On the other hand, if he be good, generous, chaste and abstemious, or has any virtue hitherto latent and concealed in him, it will work its way out as irrepressibly as the rest. Thus a civilized man who hates to be considered a saint, and therefore assumes a mask, will not be able to conceal his true nature, whether base or noble.

This is an immutable law in the domain of the occult.

Its action is the more marked, the more earnest and sincere the desire of the candidate, and the more deeply he has felt the reality and importance of his pledge.


The ancient occult axiom, “Know Thyself,” must be familiar to every student; but few if any have apprehended the real meaning of this wise exhortation of the Delphic Oracle. You all know your earthly pedigree, but who of you has ever traced all the links of heredity, [pg 436] astral, psychic and spiritual, which go to make you what you are? Many have written and expressed their desire to unite themselves with their Higher Ego, yet none seem to know the indissoluble link connecting their “Higher Egos” with the One Universal Self.

For all purposes of Occultism, whether practical or purely metaphysical, such knowledge is absolutely requisite.
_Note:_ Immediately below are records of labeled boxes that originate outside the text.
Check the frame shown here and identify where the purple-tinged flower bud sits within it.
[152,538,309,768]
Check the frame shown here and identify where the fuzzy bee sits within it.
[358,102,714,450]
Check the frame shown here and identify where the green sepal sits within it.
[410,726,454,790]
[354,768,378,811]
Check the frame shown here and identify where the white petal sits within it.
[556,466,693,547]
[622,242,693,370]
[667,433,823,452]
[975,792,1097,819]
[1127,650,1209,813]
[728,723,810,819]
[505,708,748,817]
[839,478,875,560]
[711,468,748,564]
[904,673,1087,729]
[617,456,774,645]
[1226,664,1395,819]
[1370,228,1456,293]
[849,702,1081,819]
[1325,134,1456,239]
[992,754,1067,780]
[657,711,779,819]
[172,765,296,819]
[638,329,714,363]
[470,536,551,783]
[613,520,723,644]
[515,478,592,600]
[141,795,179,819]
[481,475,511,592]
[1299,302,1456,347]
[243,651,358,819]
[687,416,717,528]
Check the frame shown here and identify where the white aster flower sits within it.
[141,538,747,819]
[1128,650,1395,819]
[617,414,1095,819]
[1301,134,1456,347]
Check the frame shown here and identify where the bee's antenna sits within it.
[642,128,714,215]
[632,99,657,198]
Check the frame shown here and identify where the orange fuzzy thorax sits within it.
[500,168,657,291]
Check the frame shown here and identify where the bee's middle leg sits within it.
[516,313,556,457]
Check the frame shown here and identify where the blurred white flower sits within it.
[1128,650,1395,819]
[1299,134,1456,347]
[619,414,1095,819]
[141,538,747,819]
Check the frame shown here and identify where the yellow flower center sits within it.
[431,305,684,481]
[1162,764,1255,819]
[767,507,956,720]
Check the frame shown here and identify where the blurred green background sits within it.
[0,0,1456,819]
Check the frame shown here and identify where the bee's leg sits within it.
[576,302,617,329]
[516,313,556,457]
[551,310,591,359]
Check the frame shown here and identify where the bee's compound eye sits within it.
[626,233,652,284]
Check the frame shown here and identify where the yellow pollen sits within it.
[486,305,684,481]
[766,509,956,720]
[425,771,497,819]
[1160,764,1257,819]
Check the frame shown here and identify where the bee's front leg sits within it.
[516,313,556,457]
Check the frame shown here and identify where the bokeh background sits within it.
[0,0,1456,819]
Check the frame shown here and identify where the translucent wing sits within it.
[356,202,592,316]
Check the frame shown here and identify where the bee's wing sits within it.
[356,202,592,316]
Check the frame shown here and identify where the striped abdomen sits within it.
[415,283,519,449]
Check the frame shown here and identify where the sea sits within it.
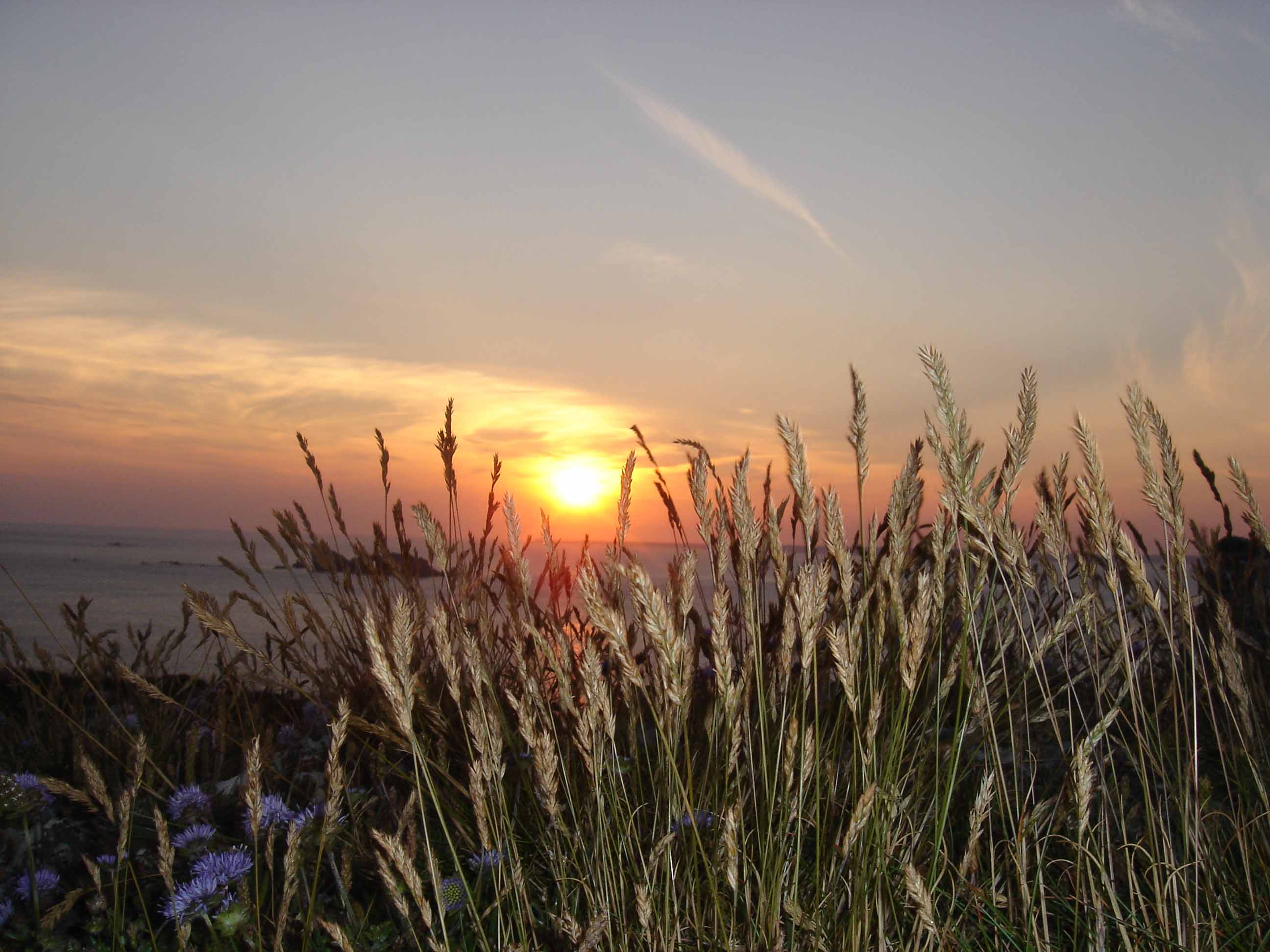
[0,523,1197,673]
[0,523,708,673]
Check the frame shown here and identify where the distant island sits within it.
[273,542,440,579]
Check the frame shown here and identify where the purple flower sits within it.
[171,823,216,849]
[467,849,503,870]
[291,800,326,830]
[163,876,227,923]
[243,793,296,833]
[278,723,300,748]
[13,867,62,900]
[671,810,715,833]
[193,849,251,885]
[168,783,212,820]
[9,773,53,806]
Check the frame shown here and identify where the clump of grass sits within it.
[0,348,1270,950]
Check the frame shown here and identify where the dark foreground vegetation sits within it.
[0,350,1270,951]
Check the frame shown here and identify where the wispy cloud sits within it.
[1240,26,1270,53]
[1182,214,1270,435]
[605,241,696,278]
[1116,0,1208,43]
[0,279,639,472]
[602,241,736,291]
[606,72,842,255]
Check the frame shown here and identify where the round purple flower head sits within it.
[168,783,212,820]
[171,823,216,849]
[193,849,251,885]
[671,810,714,833]
[291,800,326,830]
[13,868,62,900]
[163,876,229,923]
[9,773,53,806]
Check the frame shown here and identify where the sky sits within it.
[0,0,1270,541]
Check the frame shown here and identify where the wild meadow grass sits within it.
[0,349,1270,950]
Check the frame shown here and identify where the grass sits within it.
[0,349,1270,950]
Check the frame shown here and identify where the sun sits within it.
[547,459,607,509]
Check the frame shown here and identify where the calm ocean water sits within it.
[0,523,704,670]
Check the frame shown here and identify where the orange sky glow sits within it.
[0,0,1270,542]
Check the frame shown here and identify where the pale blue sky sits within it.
[0,0,1270,537]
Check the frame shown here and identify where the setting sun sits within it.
[547,459,607,509]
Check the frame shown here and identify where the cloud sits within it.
[1240,26,1270,53]
[1116,0,1208,43]
[0,279,639,467]
[605,241,696,278]
[602,241,736,289]
[1181,222,1270,435]
[606,72,842,255]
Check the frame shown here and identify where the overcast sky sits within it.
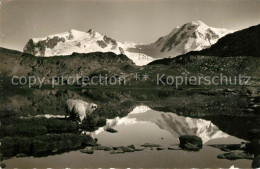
[0,0,260,50]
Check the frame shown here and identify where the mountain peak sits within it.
[187,20,208,26]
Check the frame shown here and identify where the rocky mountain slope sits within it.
[24,21,232,65]
[130,21,233,58]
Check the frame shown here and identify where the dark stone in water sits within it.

It is proposed, therefore, to begin these papers by showing this connection in all directions with the worlds: Absolute, Archetypal, Spiritual, Mânasic, Psychic, Astral, and Elemental. Before, however, we can touch upon the higher worlds—Archetypal, Spiritual and Mânasic—we must master the relations of the seventh, the terrestrial world, the lower Prakriti, or Malkuth as in the Kabalah, to the worlds or planes which immediately follow it.

OM.

“Om,” says the Âryan Adept, the son of the Fifth Race, who with this syllable begins and ends his salutation to the human being, his conjuration of, or appeal to, non-human Presences.

“Om-Mani,” murmurs the Turanian Adept, the descendant of the Fourth Race; and after pausing he adds, “Padme-Hum.”

This famous invocation is very erroneously translated by the Orientalists as meaning, “Oh the Jewel in the Lotus.” For although, literally, Om is a syllable sacred to the Deity, Padme means “in the Lotus,” and Mani is any precious stone, still neither the words themselves, nor their symbolical meaning, are thus really correctly rendered.